- Haberler
- 24 KASIM ÖĞRETMENLER GÜNÜ
24 KASIM ÖĞRETMENLER GÜNÜ
Öğretmenler Gününün arifesinde Milli Eğitim Bakanı Prof.Dr.
Öğretmenler Gününün arifesinde Milli Eğitim Bakanı Prof. Dr. Ziya Selçuk tarafından yapılan açıklamalar dikkat çekiciydi. Selçuk, okullar arasındaki eşitsizliğin giderilmesi gerektiğini söylerken Öğretmenliğin de meslek olarak oturması gerektiğini vurguluyordu. Bu açıklamanın içeriğine bakılınca, öğretmenliğin henüz meslek olarak oturmamış olduğu sonucu çıkarılabilir.

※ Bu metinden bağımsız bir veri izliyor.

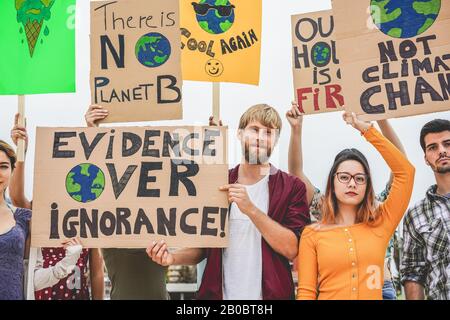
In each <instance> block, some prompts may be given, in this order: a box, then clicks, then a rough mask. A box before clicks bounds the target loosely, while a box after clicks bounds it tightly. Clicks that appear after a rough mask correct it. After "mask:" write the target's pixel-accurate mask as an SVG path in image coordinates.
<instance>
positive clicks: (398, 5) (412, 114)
mask: <svg viewBox="0 0 450 320" xmlns="http://www.w3.org/2000/svg"><path fill="white" fill-rule="evenodd" d="M350 13H351V14H350ZM333 14H334V17H335V21H336V39H337V44H338V46H337V49H338V52H339V59H340V65H341V69H342V85H343V91H344V92H345V100H346V101H345V103H346V108H348V110H350V111H354V112H356V114H357V115H359V117H360V118H361V119H363V120H379V119H388V118H398V117H406V116H412V115H417V114H424V113H434V112H439V111H446V110H450V101H449V97H450V32H449V30H450V1H441V0H428V1H427V0H425V1H423V0H422V1H417V0H384V1H382V0H371V1H370V0H366V1H352V0H334V1H333Z"/></svg>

Bakan, atanma bekleyen öğretmenlerle ilgili olarak da kadro talebinde bulunduklarını ve bu konudaki çalışmaların devam ettiğini kaydederek, milli eğitimde teknolojik açıdan hiç bir eksikliğin olmadığını iddia etti. “Bizim eksikliğimiz yapısal eksiklikler. Öğretmenlik meslek olarak oturtulmalı, okullar arasındaki eşitsizlik giderilmeli. Müfredatın daha kişiselleşmesi. Bunu mümkün oldukça kişiselleştirmeliyiz. Eğitim mahiyeti bozulursa teknoloji burada zarar verir” diyen Bakan sözlerine şöyle devam etmiş:
“Zerk etmek fiili bizim eğitim literatürümüzde çok kullanmadığımız bir kelime. Aşağıdan yukarıya paylaşılan bir hareketle olacak bir şey. Okulun bir hedefi olması gerek. Okullar hangi parametrelerde yüzde kaçlık birimdedir, hangi okulun ne ihtiyacı var ki biz bunu nasıl sağlarız? Okullarımız arasındaki farkı 5 yılda büyük ölçüde kapatacağımız zamana gidiyoruz. İmkân farklılıkları var. Okullarda ücretli öğretmen olmaması gerekiyor, kadrolu öğretmen olması gerekiyor. Yüzde 34 farklılık var başarı konusunda. Ama imkân farklılığı bundan daha fazla. Ders kitaplarının içeriğinin hepsinin yeniden organizasyonu konusunda bir süreç var. Bu çok rahatlıkla yapılabilecek bir şey. Türkiye buna hazır ve daha ilerisini istiyor. Bu toplumsal bir talep olduğu içinde kolay. Biz aşağıdan yukarıya doğru öğretmenlerimiz desteğiyle kendiliğinden oluşacak bir süreç” diyen Bakan “Toplumdaki cazibe iş garantisiyle artacak. Çocuğu iş başı eğitim ile çocuk ürettiği için para kazanacak. Ürettikçe satış olacak. Satış oldukça okullar pirim kazanacak. Fabrikaların makinelerini kullanacağız. Fabrika okuldur. Bir yıl içerisinde iş garantili okullar olduğunu göreceksiniz. Bütün bunlar lise mezununun iş bulmasını bir an önce üretmesini sağlayacağız. Askerlikle ilgili tedbirler alacağız. İş garantili okullar olacak” gibi önemli ve dikkatleri çekici iddialarda bulundu.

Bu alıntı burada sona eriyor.